Ces amas de feuilles mortes d’un orange flamboyant nous éblouissent littéralement et je trouve personnellement que parvenir à nous faire éprouver de la peur et de l’effroi sans tomber dans le cliché des tonalités sombres et froides d’une nuit pluvieuse reste un tour de maître assez rare. Ici, la majorité du comics se passe par de belles après-midi ensoleillées d’automne (ce qui devrait nous donner une impression de calme et de réconfort façon publicité pour soupe instantanée) et pourtant l’anxiété permanente que nous éprouvons quand quelque chose se prépare en arrière-plan est presque constante.

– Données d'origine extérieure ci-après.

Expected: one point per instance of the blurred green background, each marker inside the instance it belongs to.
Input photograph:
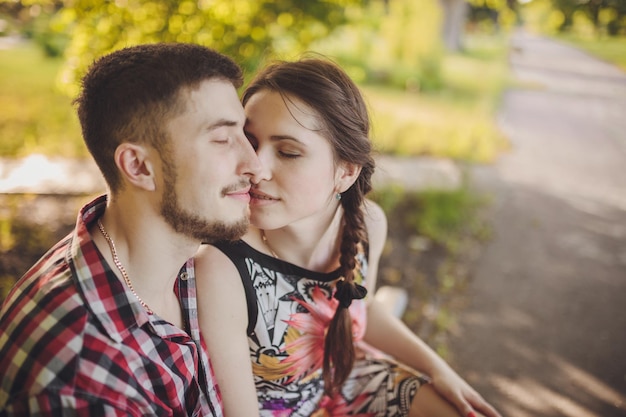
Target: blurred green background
(432, 70)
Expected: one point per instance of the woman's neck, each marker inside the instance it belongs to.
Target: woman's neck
(311, 246)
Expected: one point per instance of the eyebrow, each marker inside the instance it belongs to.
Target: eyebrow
(278, 138)
(221, 123)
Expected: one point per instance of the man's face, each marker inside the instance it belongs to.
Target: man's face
(206, 178)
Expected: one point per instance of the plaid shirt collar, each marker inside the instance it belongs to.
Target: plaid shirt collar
(109, 299)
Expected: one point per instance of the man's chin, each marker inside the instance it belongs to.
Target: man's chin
(225, 232)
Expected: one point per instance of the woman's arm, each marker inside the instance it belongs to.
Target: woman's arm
(390, 335)
(223, 316)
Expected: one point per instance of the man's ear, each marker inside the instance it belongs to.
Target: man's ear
(135, 165)
(347, 174)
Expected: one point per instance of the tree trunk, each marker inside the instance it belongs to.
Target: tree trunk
(454, 17)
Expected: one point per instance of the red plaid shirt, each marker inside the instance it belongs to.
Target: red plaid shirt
(73, 337)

Ajoutons à cela que l’éditeur 404 Graphic, comme à son habitude, nous offre une édition tout simplement somptueuse ! Un grand format au dos rond et à l’épais papier mat rend parfaitement justice au superbe travail du coloriste Jason Wordie. En bonus non négligeable, une galerie de couvertures et de couvertures alternatives en fin de volume qui transforme définitivement ce bel objet qu’est Automnal en véritable petite œuvre d’art. 

Pour conclure…

Avec un comics d’horreur d’une beauté visuelle présente à chaque page, Daniel Kraus signe ici une œuvre qui s’inscrit parfaitement dans le courant actuel du folk horror et apporte ainsi sa pierre à l’édifice culturel d’une génération. Ce récit d’épouvante se transforme très vite en thriller avec un rythme parfois effréné, mais parvient tout de même à conserver de très bonnes ambiances, et sait jouer sur l’atmosphère pesante quand il le faut.